Recognising the lesson in failure won’t always be easy or obvious. It might take you a little while to uncover it, but you can speed up the process by keeping a journal. Really dig deep and explore how you can use this experience to your advantage.
Finally, don’t forget to recognise your successes. It’s really easy to fixate on what’s gone wrong, but chances are, you have more to celebrate than you think. “If you’re going to take note of the failures, you better be paying attention to the successes, large and small, along the way. Otherwise, you’re just being a jerk to yourself,” says Kathrine.

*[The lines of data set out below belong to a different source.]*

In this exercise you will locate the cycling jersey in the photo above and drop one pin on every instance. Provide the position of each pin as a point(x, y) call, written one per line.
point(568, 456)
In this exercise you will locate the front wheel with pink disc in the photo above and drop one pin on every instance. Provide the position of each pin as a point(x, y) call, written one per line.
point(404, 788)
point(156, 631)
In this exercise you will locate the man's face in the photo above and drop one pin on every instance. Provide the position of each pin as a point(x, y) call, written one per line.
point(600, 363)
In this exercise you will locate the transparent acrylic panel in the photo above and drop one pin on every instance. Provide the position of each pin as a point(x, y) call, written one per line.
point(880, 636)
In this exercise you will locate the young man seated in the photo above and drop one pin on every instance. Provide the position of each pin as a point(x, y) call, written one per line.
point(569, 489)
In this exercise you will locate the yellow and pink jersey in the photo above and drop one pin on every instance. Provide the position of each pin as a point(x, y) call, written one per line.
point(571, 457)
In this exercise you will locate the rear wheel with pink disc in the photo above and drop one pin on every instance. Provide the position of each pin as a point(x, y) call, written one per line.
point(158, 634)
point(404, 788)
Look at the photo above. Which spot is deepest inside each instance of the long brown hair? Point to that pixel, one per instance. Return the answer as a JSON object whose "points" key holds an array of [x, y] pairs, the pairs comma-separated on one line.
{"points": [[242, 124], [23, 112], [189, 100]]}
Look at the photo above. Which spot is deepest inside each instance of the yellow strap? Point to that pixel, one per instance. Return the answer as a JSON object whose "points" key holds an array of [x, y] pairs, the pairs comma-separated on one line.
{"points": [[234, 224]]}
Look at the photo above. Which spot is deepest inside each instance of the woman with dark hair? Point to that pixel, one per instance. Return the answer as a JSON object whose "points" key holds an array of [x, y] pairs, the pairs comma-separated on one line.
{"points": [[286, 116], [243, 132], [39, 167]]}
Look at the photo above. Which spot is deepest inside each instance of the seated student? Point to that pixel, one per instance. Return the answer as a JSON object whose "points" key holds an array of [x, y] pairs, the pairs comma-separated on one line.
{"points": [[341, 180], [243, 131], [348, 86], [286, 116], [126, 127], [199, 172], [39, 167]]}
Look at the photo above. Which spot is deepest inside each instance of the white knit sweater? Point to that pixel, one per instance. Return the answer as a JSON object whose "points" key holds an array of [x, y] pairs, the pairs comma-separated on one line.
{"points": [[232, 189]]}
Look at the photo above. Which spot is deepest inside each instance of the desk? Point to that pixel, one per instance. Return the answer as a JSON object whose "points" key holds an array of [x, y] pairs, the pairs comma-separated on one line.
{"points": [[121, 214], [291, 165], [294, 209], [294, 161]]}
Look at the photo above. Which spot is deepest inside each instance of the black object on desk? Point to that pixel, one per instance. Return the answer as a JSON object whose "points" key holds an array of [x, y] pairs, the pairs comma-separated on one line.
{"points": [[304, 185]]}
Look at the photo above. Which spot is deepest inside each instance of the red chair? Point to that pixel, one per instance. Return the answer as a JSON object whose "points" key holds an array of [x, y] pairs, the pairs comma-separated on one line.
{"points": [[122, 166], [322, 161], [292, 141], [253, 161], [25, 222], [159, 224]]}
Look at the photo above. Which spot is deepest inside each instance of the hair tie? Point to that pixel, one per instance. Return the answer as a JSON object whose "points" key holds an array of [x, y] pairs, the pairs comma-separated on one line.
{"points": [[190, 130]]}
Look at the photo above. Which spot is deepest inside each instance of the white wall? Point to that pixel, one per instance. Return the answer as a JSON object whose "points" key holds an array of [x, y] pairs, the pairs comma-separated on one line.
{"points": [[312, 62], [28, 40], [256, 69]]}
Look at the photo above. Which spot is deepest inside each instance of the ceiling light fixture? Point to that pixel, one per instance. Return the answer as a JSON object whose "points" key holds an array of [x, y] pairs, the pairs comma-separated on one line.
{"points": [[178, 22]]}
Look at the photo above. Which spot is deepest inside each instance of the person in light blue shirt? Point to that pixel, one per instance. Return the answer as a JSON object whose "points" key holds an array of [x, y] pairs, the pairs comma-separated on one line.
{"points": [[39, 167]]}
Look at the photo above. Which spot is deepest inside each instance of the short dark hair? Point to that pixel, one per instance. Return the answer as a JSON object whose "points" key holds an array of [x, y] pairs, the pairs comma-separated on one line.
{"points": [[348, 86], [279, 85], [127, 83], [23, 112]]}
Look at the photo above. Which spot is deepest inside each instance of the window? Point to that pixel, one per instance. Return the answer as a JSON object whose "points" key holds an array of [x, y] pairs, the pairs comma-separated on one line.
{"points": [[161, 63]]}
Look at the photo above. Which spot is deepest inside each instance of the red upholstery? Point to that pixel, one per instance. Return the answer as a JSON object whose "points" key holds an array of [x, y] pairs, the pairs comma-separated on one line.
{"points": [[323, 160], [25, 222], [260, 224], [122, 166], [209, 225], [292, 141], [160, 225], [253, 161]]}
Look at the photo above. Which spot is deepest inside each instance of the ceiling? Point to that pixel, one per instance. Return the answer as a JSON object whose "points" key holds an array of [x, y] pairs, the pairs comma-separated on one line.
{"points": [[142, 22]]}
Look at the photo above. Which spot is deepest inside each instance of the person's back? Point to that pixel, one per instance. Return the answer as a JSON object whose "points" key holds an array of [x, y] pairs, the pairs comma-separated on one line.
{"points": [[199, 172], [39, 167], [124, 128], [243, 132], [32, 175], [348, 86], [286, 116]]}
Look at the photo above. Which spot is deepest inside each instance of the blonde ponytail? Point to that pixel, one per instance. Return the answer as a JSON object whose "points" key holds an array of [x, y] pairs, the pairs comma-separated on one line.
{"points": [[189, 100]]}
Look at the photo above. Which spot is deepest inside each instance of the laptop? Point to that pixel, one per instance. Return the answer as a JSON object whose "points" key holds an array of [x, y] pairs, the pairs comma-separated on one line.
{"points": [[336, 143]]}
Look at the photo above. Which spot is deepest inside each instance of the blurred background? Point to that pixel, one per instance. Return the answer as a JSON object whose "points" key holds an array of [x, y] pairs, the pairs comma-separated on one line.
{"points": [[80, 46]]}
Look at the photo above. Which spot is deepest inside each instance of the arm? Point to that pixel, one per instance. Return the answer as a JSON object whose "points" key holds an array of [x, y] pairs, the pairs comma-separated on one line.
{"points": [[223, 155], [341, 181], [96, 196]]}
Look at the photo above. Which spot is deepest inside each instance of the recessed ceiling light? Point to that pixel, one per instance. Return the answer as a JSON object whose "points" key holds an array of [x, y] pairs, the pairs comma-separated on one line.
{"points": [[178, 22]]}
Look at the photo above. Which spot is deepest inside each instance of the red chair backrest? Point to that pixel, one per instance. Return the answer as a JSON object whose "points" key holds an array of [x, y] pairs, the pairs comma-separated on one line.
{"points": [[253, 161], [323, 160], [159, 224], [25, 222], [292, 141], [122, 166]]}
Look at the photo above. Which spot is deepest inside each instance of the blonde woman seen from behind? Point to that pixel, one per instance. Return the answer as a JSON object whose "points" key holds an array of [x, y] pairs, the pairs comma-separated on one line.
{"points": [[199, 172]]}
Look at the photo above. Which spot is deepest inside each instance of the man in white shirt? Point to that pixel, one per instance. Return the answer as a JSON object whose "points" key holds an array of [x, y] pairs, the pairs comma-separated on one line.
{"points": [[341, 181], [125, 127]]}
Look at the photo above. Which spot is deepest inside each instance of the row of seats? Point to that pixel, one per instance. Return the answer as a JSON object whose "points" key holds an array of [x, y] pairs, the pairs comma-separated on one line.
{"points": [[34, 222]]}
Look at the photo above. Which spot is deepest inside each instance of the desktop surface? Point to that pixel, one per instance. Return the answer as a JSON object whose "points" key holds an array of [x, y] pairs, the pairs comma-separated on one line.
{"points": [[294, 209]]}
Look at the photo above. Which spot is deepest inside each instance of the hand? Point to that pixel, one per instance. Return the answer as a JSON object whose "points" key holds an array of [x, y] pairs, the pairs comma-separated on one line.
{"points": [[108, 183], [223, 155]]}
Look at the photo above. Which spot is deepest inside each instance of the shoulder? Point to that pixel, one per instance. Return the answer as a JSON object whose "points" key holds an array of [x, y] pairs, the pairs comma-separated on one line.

If you need a helping hand recognising your successes, consider creating a folder on your desktop that houses every accomplishment and positive bit of feedback you receive. It will put those perceived failures into perspective when you need it most.
Rewiring our brains
This is something IMAGE Business editor and neuroscince-informed coach Leonie Corcoran feels strongly about. “I am not sure where it came from but I was very slow to celebrate my successes,” says Leonie, who is co-founder of The Story Lab.
“Perhaps it was ill-placed Catholic school ‘one better not brag’ feelings or training from my media career, a place where you succeed at putting the newspaper to bed or publishing an article that took hours or weeks of work and expertise, but you move onto the next thing straightaway. Either way, I’m a complete convert and I encourage all my clients to keep a ‘Why I rock’ folder!’ Sharing and celebrating successes is, in fact, it’s one of the elements I build into the architecture of the Group Coaching Circles I run privately and for the IMAGE Business Club members. Why? Because talking about our wins can make us more likely to succeed in the future…and with more ease.”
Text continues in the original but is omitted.